Hussein Nofal’s efforts within the college’s Immigration Law Clinic, where he has connected with clients going through difficult removal proceedings, was remarkable enough for him to receive this year’s Gary Laser Professionalism Award.
While immigration law is not his specialty, coming from Palestine—and having family members who still live there—allowed Nofal ’22 to deeply sympathize with his clients.
“We have around six million people here [in Palestine] and another five million outside Palestine. Half of us are refugees. So, you really feel for those people who are refugees from other countries as well,” Nofal says.
Victoria Carmona, the clinic’s supervisory attorney, says of Nofal, “Beyond drafting affidavits, organizing complex legal research, and consulting with clients, Hussein is balancing empathy and compassion for all his clients—which may be children, refugees, and other survivors of torture.
“He has exemplified the highest standard of ethics and promise as a future practitioner. My recommendation is just one in a sea of professors and lawyers anxiously awaiting to see the contributions Hussein will bring in his promising career,” Carmona adds.
The Laser Award’s recipients are selected without their knowledge by members of the Law Offices of Chicago-Kent, the overarching organization that houses nine of the college’s law clinics, including the Immigration Law Clinic. There is no application process.
“When I received this award, I was very surprised. I didn’t know it existed,” says Nofal.
Nofal worked on multiple asylum cases, including one whose client was a mother of three whose husband was kidnapped and killed by members of a criminal organization. Other clients had been in the country for 20 years, but were caught without paperwork. The cases were eye-opening, and Nofal credits Carmona for inspiring him to do the kind of work he did.
“She really puts her heart in this; I think that’s what made me get engaged. It’s because of her and her dedication to it, and the way she got me interested in immigration law,” Nofal says.
“Hussein demonstrated superior initiative, putting in time above and beyond expectations,” says Jonathan Decatorsmith, interim director of the Law Offices of Chicago-Kent. “He consistently reflected a dedication to his work and his clients that reflected the ethical, aggressive advocacy that would make Professor Laser extremely proud of him. As are we.”
Born in Chicago, Nofal moved at age nine with his family to Palestine until his early teens, then moved to Florida to graduate from American Senior High School, just south of Miami.

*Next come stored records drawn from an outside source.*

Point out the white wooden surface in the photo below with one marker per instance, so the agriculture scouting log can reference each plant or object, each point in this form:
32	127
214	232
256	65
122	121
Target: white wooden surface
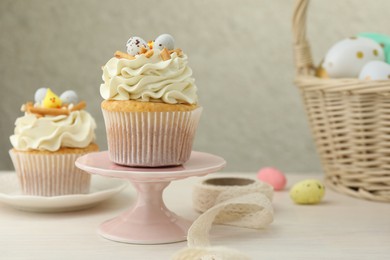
340	227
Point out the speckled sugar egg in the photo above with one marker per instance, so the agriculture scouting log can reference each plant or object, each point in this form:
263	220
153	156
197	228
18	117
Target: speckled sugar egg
272	176
164	41
375	70
69	97
307	192
346	58
40	95
134	45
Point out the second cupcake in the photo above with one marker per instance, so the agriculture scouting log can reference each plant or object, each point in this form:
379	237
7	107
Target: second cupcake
47	140
151	107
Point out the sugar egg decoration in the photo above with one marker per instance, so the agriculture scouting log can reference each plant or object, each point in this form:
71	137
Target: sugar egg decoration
307	192
69	97
382	39
134	45
164	41
272	176
375	70
346	58
39	95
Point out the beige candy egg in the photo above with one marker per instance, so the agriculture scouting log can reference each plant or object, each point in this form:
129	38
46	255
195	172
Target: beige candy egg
346	58
375	70
307	192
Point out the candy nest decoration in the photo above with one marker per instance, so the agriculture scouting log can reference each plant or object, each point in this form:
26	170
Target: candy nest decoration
347	104
148	221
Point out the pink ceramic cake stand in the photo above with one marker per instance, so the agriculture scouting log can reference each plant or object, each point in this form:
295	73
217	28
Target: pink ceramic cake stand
148	221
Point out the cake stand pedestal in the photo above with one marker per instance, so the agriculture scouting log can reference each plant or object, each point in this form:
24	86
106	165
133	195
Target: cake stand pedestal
148	221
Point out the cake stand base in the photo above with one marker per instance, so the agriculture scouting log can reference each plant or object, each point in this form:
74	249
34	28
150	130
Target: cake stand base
148	221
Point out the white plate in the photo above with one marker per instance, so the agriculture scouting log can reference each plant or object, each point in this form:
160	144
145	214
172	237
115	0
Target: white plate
101	189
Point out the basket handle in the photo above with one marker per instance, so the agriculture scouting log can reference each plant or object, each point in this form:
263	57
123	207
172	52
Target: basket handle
303	58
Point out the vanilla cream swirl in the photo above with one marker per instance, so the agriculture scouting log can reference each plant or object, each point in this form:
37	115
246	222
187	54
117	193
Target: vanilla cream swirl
149	79
53	132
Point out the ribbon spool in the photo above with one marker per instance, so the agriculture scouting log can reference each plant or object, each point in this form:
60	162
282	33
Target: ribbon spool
231	201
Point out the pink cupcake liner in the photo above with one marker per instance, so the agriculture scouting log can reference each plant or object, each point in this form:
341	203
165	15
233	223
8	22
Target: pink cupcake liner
49	174
150	139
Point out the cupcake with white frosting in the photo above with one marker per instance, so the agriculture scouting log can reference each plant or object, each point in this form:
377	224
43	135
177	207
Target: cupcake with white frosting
53	132
151	109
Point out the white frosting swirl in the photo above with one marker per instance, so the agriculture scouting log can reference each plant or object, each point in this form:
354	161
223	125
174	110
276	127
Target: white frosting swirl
53	132
149	79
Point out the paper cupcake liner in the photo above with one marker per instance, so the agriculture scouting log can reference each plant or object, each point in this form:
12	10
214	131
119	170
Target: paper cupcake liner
49	174
150	139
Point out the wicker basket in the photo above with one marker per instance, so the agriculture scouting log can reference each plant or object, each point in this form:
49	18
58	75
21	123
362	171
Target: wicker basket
350	121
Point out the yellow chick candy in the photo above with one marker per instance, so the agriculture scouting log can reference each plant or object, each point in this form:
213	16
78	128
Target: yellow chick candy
51	100
307	192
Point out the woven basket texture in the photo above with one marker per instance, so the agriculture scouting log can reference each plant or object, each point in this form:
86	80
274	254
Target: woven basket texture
350	122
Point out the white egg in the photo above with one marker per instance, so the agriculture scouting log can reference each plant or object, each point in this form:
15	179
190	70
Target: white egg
134	45
375	70
40	95
69	97
164	40
346	58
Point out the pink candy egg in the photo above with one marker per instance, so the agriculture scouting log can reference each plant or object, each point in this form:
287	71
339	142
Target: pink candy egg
273	177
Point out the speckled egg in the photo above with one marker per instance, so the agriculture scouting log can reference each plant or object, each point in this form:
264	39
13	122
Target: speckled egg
375	70
307	192
69	97
40	95
382	39
346	58
134	45
272	176
164	41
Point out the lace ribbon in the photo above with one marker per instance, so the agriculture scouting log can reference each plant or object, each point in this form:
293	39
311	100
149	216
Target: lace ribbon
228	201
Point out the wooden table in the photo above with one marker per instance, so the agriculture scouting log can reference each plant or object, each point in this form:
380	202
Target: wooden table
341	227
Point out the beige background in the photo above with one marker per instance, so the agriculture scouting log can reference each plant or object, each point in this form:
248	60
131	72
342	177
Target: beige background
240	52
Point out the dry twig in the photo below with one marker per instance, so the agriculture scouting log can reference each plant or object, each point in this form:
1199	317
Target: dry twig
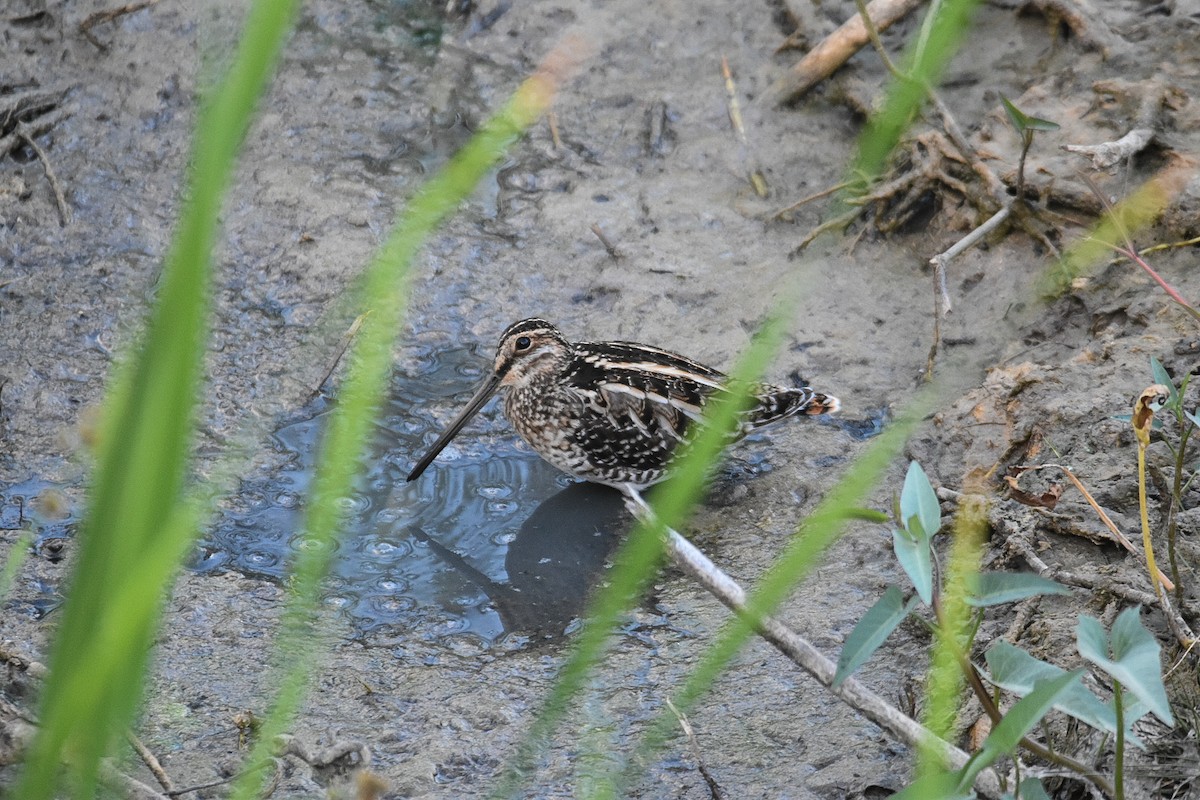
835	49
714	788
613	253
64	209
109	16
151	762
813	661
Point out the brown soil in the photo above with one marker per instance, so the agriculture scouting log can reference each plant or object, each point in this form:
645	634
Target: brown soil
359	112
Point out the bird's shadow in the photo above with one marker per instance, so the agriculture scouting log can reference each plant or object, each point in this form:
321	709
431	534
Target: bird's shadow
552	563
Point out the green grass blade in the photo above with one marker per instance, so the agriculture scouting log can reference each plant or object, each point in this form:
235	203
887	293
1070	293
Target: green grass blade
384	292
127	552
1025	714
820	530
923	65
16	559
952	636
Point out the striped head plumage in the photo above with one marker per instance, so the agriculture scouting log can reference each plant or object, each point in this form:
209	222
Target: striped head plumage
611	411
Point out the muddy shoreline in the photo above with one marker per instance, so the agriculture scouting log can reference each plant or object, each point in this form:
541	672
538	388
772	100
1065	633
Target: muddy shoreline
364	106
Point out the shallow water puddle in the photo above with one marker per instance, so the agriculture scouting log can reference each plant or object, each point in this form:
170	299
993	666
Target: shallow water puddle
490	541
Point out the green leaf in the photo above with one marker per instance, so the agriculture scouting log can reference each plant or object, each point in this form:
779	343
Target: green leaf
1015	115
996	588
918	499
913	554
1134	657
1015	671
1036	124
867	515
940	786
871	631
1019	721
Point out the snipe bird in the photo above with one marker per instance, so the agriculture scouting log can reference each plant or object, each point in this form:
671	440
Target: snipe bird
611	411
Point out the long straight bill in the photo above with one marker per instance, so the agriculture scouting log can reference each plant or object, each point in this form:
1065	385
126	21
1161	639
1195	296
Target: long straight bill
463	417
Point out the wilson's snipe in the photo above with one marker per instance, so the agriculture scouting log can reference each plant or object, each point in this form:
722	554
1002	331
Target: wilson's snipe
610	411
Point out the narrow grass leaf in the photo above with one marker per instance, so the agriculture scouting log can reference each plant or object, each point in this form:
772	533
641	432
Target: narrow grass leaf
871	631
384	289
1134	212
16	559
1134	660
925	59
1027	713
1017	118
997	588
129	551
821	529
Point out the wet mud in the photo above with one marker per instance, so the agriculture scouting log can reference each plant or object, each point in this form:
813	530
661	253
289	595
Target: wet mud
454	595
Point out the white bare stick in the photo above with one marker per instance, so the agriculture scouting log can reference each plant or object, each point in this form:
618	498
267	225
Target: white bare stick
697	565
1108	154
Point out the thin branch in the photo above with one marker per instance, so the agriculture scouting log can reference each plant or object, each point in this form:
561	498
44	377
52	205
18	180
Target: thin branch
813	661
64	209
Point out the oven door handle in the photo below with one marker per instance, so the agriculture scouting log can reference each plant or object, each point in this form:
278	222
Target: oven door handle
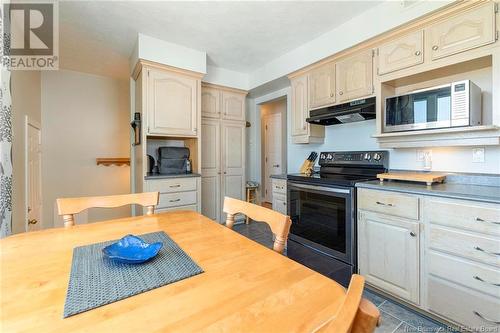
321	188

He received a Bachelor of Science in Commerce, with a concentration in finance, from DePaul University.
While he wants to pursue tax law as a career—he is pursuing a public accountant certification and is also creating a preparatory course for the CPA exam—Nofal joined the Immigration Law Clinic to do something different. He added that he still might like to work in the field of immigration law pro-bono.
The Gary Laser Professionalism Award goes to at least one student annually who exemplifies promise as a practitioner and maintains the highest standard of ethics. Laser established the Legal Services Center, now the Chicago-Kent Law Group, in 1976, the year after he was hired at Chicago-Kent. He supervised the clinics for decades and retired from the college in 2015. His family established the $2,500 award two years later.